Un éboulement dans la plus grande décharge d’ordures de l’Ethiopie, près de la capitale Addis Abeba, a provoqué la mort d’au moins 113 personnes, pour la plupart des femmes et des enfants qui vivaient et travaillaient là-bas pour survivre. L’Agence française de développement et la multinationale Vinci, qui devaient réhabiliter la décharge, sont pointées du doigt.
Les misérables contemporains…
La décharge de Koshe est depuis plus de 40 ans le lieu principal d’entreposage des ordures de la capitale aux 4 millions d’habitants, Addis Abeba. Véritable montagne d’ordures de 30 hectares, elle est également le lieu de travail de toute une frange de la population en situation d’extrême pauvreté. On les appelle les waste pickers ou les « chiffonniers », gagnant leur vie à fouiller les déchets en quête de matières recyclables ou réutilisables, et vivant parfois même sur place. Des témoins affirment alors avoir vu, mercredi 11 mars, un flanc de la principale montagne de déchets se détacher subitement, emportant dans sa chute les habitations de fortune accolées ainsi que de nombreux chiffonniers qui étaient en train de travailler. Le bilan est à ce jour de 113 victimes, et le gouvernement éthiopien a annoncé un deuil national de trois jours.
Deux sons de cloche
S’il est difficile de connaitre la cause exacte de cet éboulement, des accusations ont été portées contre des entreprises – apparemment chinoises – qui avaient entrepris la construction d’une unité de génération « biogaz ». Ces travaux impliquaient d’aplanir le sommet de la montagne d’ordures et auraient pu accentuer la pression sur les flancs de celle-ci et mener au détachement du flanc. Cependant le porte-parole du gouvernement a rejeté ces accusations et porté la faute sur l’activité même de ces chiffonniers qui creusent la montagne d’ordures. Il a par ailleurs souligné que le gouvernement a à plusieurs reprises demandé l’évacuation de la décharge, sans succès. Il semble que le choix entre ces deux versions des faits soit vite fait, et qu’il est hypocrite de la part du gouvernement de plaider l’innocence sous prétexte qu’il avait demandé l’évacuation de la décharge ; quelle solution de recours était proposée aux chiffonniers ? Comment auraient-ils pu subvenir à leurs besoins sans ce travail dangereux et misérable ?
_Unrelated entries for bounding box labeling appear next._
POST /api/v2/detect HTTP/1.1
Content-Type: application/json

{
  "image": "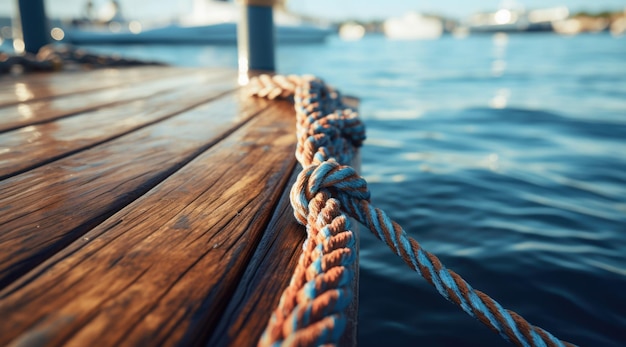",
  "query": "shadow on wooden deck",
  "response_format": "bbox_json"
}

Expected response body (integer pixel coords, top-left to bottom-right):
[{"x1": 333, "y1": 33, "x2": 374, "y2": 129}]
[{"x1": 0, "y1": 67, "x2": 342, "y2": 346}]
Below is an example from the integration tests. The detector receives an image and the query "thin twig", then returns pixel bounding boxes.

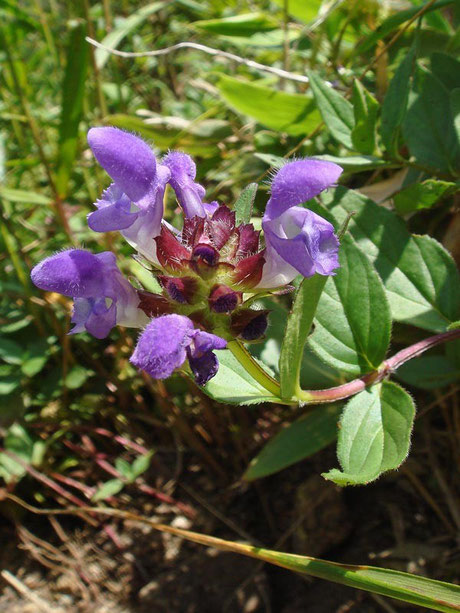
[86,36,310,83]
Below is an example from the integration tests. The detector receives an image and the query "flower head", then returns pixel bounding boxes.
[131,314,227,385]
[32,127,342,385]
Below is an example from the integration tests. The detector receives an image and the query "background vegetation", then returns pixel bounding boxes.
[0,0,460,613]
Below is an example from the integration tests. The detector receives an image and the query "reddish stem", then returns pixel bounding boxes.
[300,328,460,404]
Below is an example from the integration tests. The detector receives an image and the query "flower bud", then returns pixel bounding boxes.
[208,283,243,313]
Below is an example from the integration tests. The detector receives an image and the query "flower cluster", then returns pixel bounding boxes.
[32,127,342,385]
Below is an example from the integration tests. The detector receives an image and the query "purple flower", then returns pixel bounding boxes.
[131,314,227,385]
[163,151,205,217]
[258,159,342,288]
[88,127,170,263]
[31,249,148,338]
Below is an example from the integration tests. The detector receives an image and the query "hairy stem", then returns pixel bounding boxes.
[227,341,280,396]
[297,328,460,404]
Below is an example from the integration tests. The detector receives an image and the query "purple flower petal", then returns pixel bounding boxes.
[88,127,156,202]
[187,350,219,385]
[31,249,112,298]
[258,207,339,288]
[31,249,148,338]
[122,166,170,264]
[163,151,206,217]
[85,298,117,338]
[130,314,193,379]
[264,159,342,221]
[88,183,138,232]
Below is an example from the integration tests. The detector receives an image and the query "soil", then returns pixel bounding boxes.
[0,389,460,613]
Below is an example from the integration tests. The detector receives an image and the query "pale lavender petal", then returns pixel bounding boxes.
[88,127,156,202]
[163,151,206,217]
[88,183,138,232]
[259,207,339,287]
[264,159,342,221]
[130,314,193,379]
[85,298,117,338]
[122,166,171,264]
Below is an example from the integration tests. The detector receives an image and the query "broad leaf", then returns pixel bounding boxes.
[203,350,283,404]
[308,70,355,149]
[380,47,415,157]
[403,67,459,172]
[217,75,320,136]
[351,79,379,154]
[323,381,415,485]
[393,179,456,214]
[243,404,343,481]
[308,236,391,375]
[321,187,460,332]
[279,275,327,399]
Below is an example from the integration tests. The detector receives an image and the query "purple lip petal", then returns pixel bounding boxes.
[31,249,110,298]
[264,159,342,221]
[260,207,339,287]
[130,314,193,379]
[130,314,227,385]
[88,127,156,202]
[31,249,146,338]
[163,151,206,217]
[88,183,138,232]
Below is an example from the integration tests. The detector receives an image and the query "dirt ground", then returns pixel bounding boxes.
[0,390,460,613]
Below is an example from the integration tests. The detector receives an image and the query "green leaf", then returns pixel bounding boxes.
[356,0,455,55]
[315,155,394,173]
[190,13,278,36]
[0,374,21,402]
[64,365,93,390]
[430,52,460,92]
[274,0,323,23]
[0,337,24,364]
[450,87,460,143]
[0,186,53,205]
[323,381,415,485]
[0,423,34,483]
[115,458,134,483]
[243,404,343,481]
[280,275,327,398]
[396,355,460,390]
[233,183,259,226]
[308,236,391,375]
[320,187,460,332]
[95,2,168,70]
[403,67,459,172]
[393,178,460,214]
[351,79,380,154]
[217,75,320,136]
[380,47,415,157]
[203,350,283,404]
[308,70,355,149]
[56,21,89,198]
[91,479,125,502]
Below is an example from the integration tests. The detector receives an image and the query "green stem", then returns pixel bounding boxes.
[227,341,280,397]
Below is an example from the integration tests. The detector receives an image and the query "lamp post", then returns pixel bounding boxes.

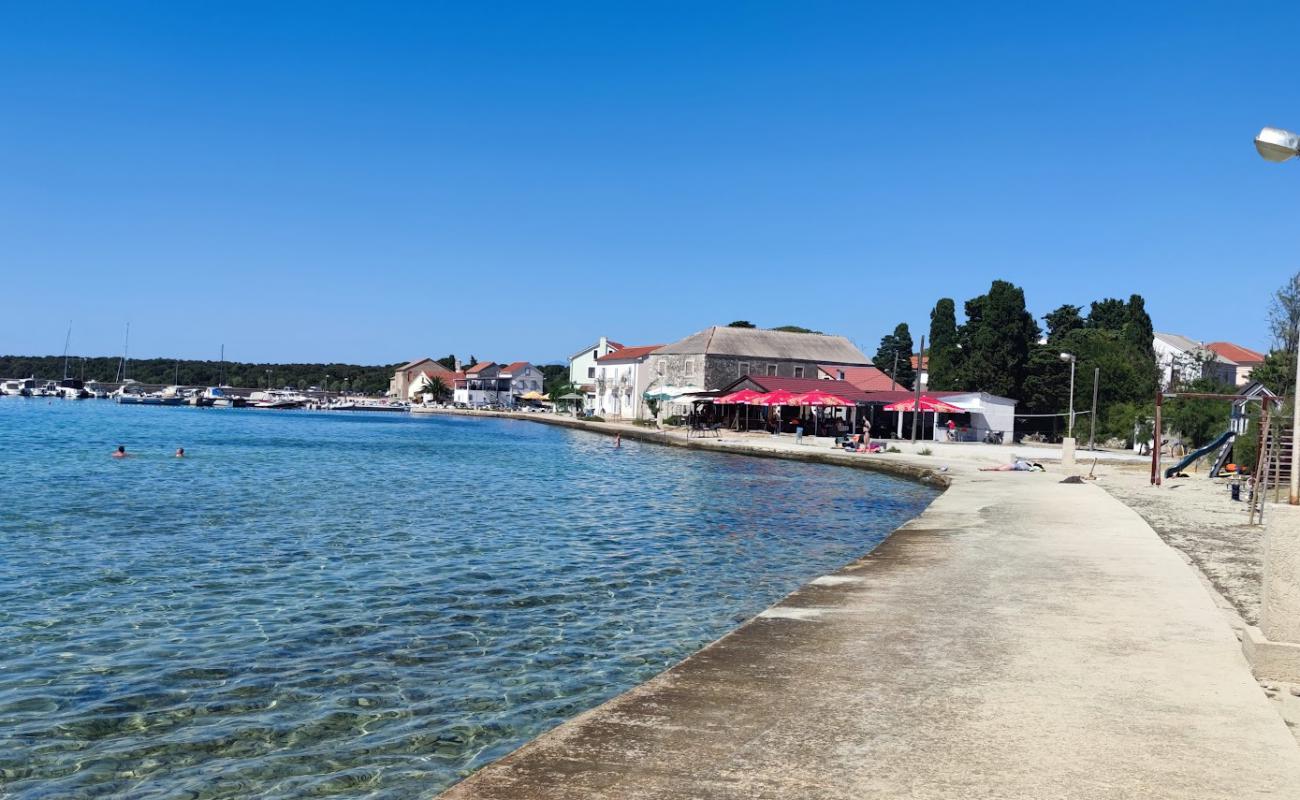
[1061,353,1079,438]
[1255,127,1300,506]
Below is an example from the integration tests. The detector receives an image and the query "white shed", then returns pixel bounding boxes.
[935,392,1015,444]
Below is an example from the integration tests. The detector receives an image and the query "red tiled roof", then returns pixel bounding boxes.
[595,342,663,363]
[723,375,868,403]
[818,364,897,392]
[867,389,971,403]
[1205,342,1264,364]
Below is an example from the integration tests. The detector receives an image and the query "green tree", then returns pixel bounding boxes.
[1088,298,1128,330]
[927,298,962,390]
[1121,294,1156,356]
[1161,377,1235,447]
[420,375,451,402]
[959,281,1039,398]
[1251,350,1296,395]
[874,323,917,389]
[1269,272,1300,353]
[1043,304,1087,342]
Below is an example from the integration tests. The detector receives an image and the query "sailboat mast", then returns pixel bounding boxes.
[64,320,73,380]
[117,323,131,384]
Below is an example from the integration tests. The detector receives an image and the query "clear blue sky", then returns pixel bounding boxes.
[0,0,1300,363]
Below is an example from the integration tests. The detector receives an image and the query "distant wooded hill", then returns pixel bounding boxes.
[0,355,395,394]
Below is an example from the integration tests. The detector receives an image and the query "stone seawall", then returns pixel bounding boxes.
[413,408,950,488]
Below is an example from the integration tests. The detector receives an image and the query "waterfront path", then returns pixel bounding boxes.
[443,418,1300,800]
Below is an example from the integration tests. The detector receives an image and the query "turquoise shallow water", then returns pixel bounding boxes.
[0,398,933,799]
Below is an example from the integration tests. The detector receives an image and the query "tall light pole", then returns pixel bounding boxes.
[1061,353,1079,438]
[1255,127,1300,506]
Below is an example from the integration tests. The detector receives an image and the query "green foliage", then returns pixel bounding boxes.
[772,325,824,336]
[1269,272,1300,353]
[1088,298,1128,330]
[927,298,962,390]
[958,281,1039,397]
[537,364,569,399]
[420,375,451,402]
[1043,306,1087,343]
[1161,379,1235,447]
[874,323,917,389]
[0,355,397,394]
[1251,350,1296,394]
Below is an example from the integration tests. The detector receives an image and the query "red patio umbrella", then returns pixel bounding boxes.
[749,389,800,406]
[794,389,853,406]
[714,389,762,406]
[885,394,966,414]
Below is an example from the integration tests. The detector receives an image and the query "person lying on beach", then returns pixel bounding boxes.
[979,459,1045,472]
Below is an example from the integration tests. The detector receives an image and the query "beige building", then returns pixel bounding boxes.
[389,358,454,402]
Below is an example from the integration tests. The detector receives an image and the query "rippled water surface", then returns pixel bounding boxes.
[0,397,933,799]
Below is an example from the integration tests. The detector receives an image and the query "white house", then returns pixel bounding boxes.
[1152,332,1236,389]
[452,362,512,406]
[932,392,1015,442]
[389,358,451,401]
[593,345,663,419]
[452,362,542,406]
[497,362,542,406]
[569,336,623,414]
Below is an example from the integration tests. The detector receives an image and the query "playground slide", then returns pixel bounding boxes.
[1165,431,1236,477]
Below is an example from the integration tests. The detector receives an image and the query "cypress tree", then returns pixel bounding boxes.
[927,297,962,390]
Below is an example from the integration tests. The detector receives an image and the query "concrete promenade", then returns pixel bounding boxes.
[423,411,1300,800]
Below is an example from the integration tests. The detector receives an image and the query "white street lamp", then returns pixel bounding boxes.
[1255,127,1300,164]
[1061,353,1079,438]
[1255,127,1300,506]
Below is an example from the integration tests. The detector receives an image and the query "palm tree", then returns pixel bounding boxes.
[420,375,451,401]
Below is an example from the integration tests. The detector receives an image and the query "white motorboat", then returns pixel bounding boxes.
[0,377,36,397]
[59,377,90,399]
[248,389,307,408]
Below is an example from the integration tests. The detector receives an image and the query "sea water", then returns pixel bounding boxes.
[0,397,933,799]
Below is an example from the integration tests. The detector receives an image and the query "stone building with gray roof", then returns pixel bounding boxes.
[646,325,871,392]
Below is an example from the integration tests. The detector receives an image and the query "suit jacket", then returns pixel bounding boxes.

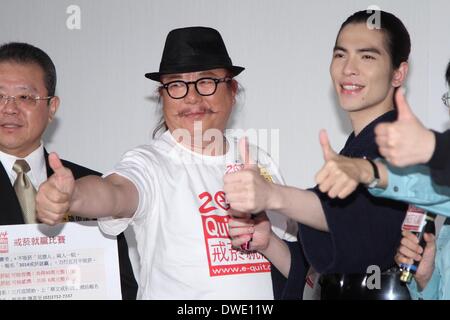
[0,151,137,300]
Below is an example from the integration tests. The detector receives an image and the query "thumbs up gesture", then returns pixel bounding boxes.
[316,130,367,199]
[223,138,272,215]
[375,89,436,167]
[36,153,75,225]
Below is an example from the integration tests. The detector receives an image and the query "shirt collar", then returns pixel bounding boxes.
[0,142,47,188]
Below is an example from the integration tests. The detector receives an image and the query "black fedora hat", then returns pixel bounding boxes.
[145,27,245,81]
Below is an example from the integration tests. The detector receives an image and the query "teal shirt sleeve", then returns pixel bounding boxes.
[369,164,450,217]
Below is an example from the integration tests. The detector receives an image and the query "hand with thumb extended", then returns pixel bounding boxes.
[223,138,273,216]
[375,88,435,167]
[316,130,362,199]
[36,153,75,225]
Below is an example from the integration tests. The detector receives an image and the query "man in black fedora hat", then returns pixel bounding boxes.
[37,27,296,299]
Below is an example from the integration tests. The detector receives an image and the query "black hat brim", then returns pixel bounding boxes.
[145,65,245,82]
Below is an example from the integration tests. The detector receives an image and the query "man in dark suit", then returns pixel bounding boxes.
[0,43,137,299]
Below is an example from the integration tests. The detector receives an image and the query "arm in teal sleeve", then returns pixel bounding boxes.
[369,162,450,217]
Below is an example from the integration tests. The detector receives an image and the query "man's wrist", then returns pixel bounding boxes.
[364,157,380,188]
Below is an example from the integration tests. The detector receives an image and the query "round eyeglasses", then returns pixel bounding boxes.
[0,94,55,108]
[442,91,450,108]
[162,78,231,99]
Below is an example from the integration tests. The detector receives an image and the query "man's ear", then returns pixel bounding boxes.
[392,62,409,88]
[48,96,60,123]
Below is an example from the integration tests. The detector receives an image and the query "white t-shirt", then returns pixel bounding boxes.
[100,131,295,300]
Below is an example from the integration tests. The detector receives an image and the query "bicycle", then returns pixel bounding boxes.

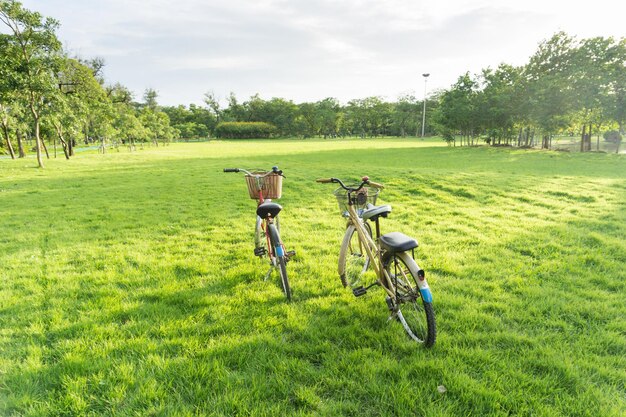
[224,167,296,301]
[317,177,437,347]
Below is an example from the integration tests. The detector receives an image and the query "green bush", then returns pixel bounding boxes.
[215,122,276,139]
[602,130,622,143]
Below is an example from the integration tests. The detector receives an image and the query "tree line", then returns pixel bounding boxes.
[0,0,626,167]
[433,32,626,151]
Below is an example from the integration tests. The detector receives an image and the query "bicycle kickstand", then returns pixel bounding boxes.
[263,265,276,281]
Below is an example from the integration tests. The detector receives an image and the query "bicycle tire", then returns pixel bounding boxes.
[337,222,372,289]
[383,252,437,348]
[268,224,291,301]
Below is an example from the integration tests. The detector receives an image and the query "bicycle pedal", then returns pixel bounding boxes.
[352,286,367,297]
[385,296,395,311]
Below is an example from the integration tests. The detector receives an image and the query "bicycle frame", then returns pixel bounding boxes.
[348,195,396,300]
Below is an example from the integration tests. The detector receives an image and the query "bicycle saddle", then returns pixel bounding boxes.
[256,203,283,219]
[380,232,418,252]
[361,203,391,222]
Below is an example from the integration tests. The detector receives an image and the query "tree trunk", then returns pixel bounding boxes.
[580,123,587,152]
[15,130,26,158]
[31,114,44,168]
[54,124,70,159]
[40,139,50,159]
[2,123,15,159]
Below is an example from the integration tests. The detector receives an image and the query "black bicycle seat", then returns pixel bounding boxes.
[256,203,283,219]
[380,232,418,253]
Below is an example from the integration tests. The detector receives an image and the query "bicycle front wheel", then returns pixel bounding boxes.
[338,222,372,289]
[268,224,291,301]
[383,252,437,347]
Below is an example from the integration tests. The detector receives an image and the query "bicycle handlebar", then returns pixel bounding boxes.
[224,166,285,177]
[315,177,385,192]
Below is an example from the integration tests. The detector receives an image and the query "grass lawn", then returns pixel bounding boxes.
[0,139,626,416]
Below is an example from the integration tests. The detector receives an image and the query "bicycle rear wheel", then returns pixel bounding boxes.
[338,223,372,289]
[383,252,437,347]
[268,224,291,301]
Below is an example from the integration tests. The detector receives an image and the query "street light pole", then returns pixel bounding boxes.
[422,73,430,139]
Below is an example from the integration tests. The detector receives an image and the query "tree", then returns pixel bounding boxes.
[0,0,61,168]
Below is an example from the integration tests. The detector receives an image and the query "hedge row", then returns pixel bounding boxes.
[215,122,276,139]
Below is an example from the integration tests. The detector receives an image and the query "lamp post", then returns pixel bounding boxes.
[422,73,430,139]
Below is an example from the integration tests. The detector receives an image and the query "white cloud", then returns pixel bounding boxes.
[23,0,626,104]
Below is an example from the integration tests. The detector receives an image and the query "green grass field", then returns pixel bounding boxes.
[0,139,626,416]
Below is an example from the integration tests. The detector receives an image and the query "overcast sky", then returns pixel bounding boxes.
[22,0,626,105]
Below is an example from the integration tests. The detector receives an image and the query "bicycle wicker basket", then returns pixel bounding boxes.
[333,187,380,217]
[245,171,283,200]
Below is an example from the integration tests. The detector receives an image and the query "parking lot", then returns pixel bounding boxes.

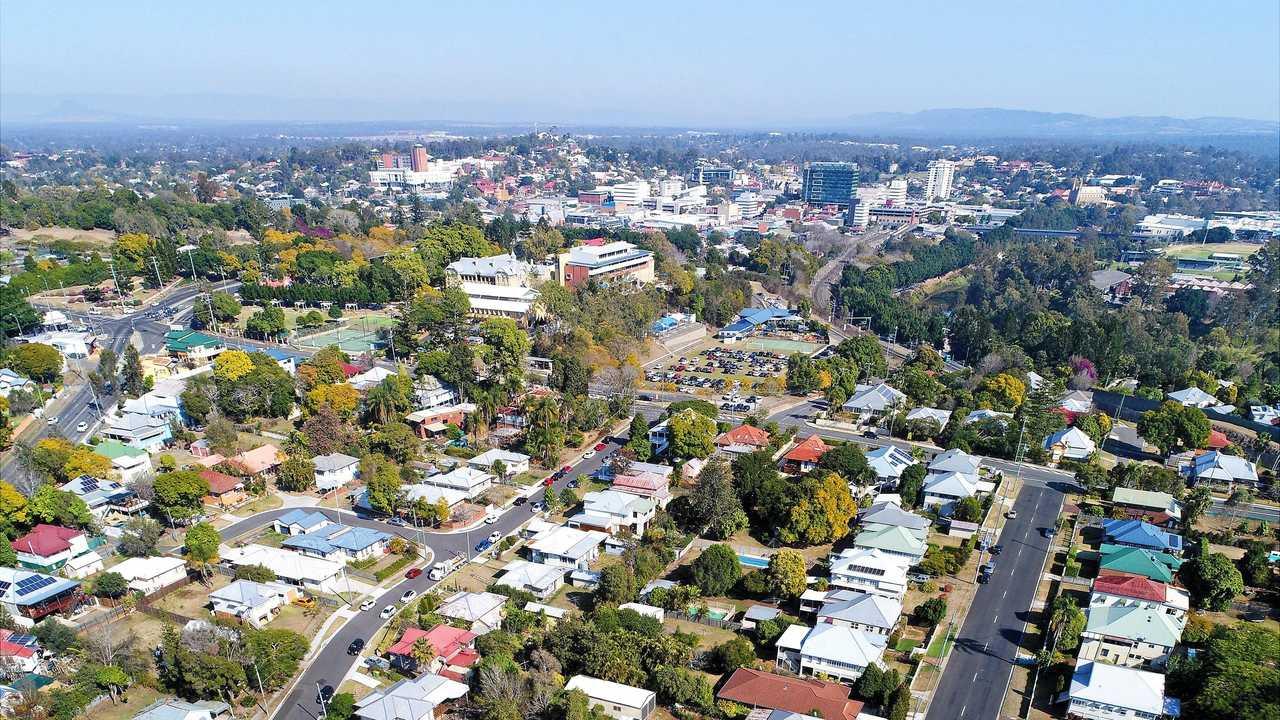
[645,341,787,394]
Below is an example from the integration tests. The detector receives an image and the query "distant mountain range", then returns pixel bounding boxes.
[829,108,1280,140]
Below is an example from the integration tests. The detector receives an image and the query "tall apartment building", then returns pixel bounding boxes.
[556,241,654,287]
[924,160,956,202]
[801,163,858,208]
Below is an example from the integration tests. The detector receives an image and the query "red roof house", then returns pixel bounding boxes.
[1093,573,1169,602]
[716,425,769,452]
[782,434,831,473]
[716,667,863,720]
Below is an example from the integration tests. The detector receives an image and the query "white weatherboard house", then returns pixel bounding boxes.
[529,527,609,570]
[312,452,360,492]
[1066,661,1169,720]
[564,675,658,720]
[111,555,187,594]
[777,623,888,683]
[829,547,911,601]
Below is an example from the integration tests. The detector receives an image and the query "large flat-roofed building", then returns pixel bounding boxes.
[803,163,858,208]
[556,241,654,287]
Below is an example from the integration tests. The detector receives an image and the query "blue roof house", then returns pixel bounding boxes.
[1102,520,1183,555]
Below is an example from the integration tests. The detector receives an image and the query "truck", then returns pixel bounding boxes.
[428,555,467,580]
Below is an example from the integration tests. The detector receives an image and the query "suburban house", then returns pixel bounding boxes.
[0,568,84,628]
[609,462,671,507]
[356,674,467,720]
[93,439,155,486]
[776,623,888,683]
[422,465,494,497]
[564,671,658,720]
[100,413,173,452]
[1102,520,1183,555]
[578,489,657,537]
[828,547,910,600]
[58,475,151,517]
[840,383,906,425]
[1190,450,1258,487]
[9,523,94,573]
[164,331,227,368]
[818,589,902,637]
[529,527,609,570]
[716,667,863,720]
[133,698,232,720]
[271,507,330,536]
[435,592,507,635]
[227,443,284,478]
[282,521,392,564]
[1098,543,1183,583]
[1044,427,1098,462]
[867,445,916,484]
[716,425,769,455]
[1066,661,1178,720]
[1111,488,1183,529]
[1089,573,1190,621]
[200,470,248,507]
[219,543,347,594]
[312,452,360,492]
[494,560,566,600]
[782,434,831,474]
[1079,605,1184,667]
[387,624,480,674]
[1165,386,1219,410]
[111,555,187,596]
[209,580,302,628]
[467,447,529,478]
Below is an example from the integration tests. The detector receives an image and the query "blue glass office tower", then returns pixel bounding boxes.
[803,163,858,208]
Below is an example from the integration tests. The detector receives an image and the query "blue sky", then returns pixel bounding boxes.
[0,0,1280,124]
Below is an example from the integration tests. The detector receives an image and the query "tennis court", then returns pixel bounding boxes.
[293,315,396,352]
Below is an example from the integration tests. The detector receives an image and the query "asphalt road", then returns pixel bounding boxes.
[928,474,1062,720]
[270,427,621,720]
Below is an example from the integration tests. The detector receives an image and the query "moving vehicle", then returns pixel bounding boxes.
[428,555,463,580]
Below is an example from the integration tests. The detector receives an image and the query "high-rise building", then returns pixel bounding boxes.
[410,145,431,173]
[801,163,858,208]
[924,160,956,202]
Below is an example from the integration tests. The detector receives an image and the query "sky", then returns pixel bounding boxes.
[0,0,1280,126]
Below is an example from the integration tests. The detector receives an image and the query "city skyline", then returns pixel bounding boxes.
[0,3,1280,127]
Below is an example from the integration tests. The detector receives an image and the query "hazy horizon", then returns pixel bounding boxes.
[0,1,1280,128]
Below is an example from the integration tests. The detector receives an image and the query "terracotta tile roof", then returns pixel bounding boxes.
[9,523,82,557]
[716,425,769,447]
[200,470,242,495]
[782,434,831,462]
[716,667,863,720]
[1093,573,1169,602]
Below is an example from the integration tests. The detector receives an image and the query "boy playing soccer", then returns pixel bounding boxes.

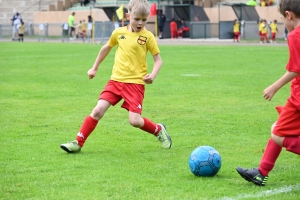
[260,19,269,43]
[233,19,241,42]
[270,19,278,43]
[236,0,300,186]
[60,0,172,153]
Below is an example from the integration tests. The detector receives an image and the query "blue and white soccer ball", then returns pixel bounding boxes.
[189,146,222,176]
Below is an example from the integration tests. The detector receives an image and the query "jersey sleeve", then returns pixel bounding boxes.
[108,29,118,47]
[286,35,300,73]
[147,33,160,56]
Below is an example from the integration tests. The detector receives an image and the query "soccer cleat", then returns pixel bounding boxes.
[60,140,81,153]
[157,124,172,149]
[236,167,269,186]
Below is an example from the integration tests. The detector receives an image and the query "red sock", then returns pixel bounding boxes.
[141,118,161,135]
[282,137,300,155]
[76,116,98,146]
[258,139,282,176]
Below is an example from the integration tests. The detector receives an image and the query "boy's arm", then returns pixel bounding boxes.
[143,54,162,84]
[87,43,112,79]
[263,71,298,101]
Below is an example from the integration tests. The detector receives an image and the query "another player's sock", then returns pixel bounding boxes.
[258,139,282,176]
[282,137,300,155]
[76,115,98,146]
[141,118,161,135]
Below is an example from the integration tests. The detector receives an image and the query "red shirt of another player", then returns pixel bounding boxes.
[286,26,300,110]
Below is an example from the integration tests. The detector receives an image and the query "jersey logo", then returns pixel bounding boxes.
[137,35,147,45]
[119,35,126,40]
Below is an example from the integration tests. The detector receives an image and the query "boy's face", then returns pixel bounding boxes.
[126,13,148,32]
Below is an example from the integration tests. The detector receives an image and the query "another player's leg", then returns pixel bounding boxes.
[60,99,111,153]
[236,139,282,186]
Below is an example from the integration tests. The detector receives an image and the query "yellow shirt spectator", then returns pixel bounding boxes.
[233,22,241,33]
[270,22,278,33]
[19,24,25,34]
[261,23,268,34]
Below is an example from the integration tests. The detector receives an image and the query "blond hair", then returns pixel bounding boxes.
[128,0,150,15]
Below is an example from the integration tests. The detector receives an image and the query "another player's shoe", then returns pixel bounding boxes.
[236,167,269,186]
[157,124,172,149]
[60,140,81,153]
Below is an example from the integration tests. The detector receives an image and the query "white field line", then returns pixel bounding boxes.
[218,184,300,200]
[182,74,200,76]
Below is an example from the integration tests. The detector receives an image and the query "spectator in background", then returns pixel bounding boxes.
[76,20,85,41]
[80,0,90,6]
[259,0,266,7]
[88,15,93,37]
[157,10,166,39]
[91,0,96,8]
[246,0,257,6]
[270,19,278,43]
[284,28,289,40]
[18,21,25,42]
[260,19,269,43]
[257,19,263,38]
[82,20,87,38]
[177,19,190,37]
[233,19,241,42]
[11,12,22,41]
[170,18,177,38]
[268,0,274,6]
[68,12,75,40]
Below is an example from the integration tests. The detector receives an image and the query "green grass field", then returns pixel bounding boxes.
[0,42,300,200]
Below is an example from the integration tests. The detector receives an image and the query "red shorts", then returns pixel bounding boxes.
[234,32,240,36]
[99,80,145,114]
[273,101,300,137]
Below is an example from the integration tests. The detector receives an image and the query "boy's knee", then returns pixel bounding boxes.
[271,133,284,146]
[129,119,141,128]
[91,107,104,120]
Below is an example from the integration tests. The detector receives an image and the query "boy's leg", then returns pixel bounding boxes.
[236,139,282,186]
[258,139,282,176]
[272,102,300,155]
[141,118,172,149]
[60,99,111,153]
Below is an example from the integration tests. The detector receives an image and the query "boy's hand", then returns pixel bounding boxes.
[143,74,154,84]
[87,68,97,79]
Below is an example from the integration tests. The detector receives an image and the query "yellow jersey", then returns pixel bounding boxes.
[108,26,160,85]
[233,22,240,33]
[270,22,277,33]
[19,25,25,34]
[260,23,268,34]
[81,22,87,31]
L’AFD favorise les entreprises ?
Un article publié par multinationales.org souligne également la responsabilité de l’Agence française de développement (AFD) dans cette catastrophe. Elle constate que l’AFD avait accordé un prêt de 20 millions d’euros à l’entreprise française Vinci pour construire une « nouvelle infrastructure de stockage », soit, une nouvelle décharge. Ainsi, les ressources de l’AFD profitaient avant tout aux multinationales françaises, et non pas directement aux populations locales. Même s’il est louable de vouloir construire une nouvelle infrastructure de gestion des déchets plus décente, le problème humain des conditions de vie de ces travailleurs auraient bien évidemment dû être une priorité. L’AFD avait également précisé avoir « soutenu la réhabilitation de 19 hectares sur les 30 que compte le site de Koshe, permettant un nettoyage total préalable à sa fermeture ».
Un modèle coopératif est possible et souhaitable
Pour Flore Berlingen, directrice de Zero Waste France, une autre approche est possible. Plutôt que de favoriser les grandes entreprises en leur accordant des prêts aux montants pharaoniques pour la construction de nouvelles infrastructures (dont elles seront les premières bénéficiaires et non les populations dans le besoin), Flore Berlingen propose de travailler avec ces waste pickers pour construire ensemble des solutions adaptées et responsables. Ce modèle a d’ailleurs déjà fait ses preuves, ne serait-ce qu’à San Francisco, la première ville « zéro déchet » au monde, où l’entreprise chargée de la gestion des déchets est elle-même issue d’une coopérative de chiffonniers créée en 1921.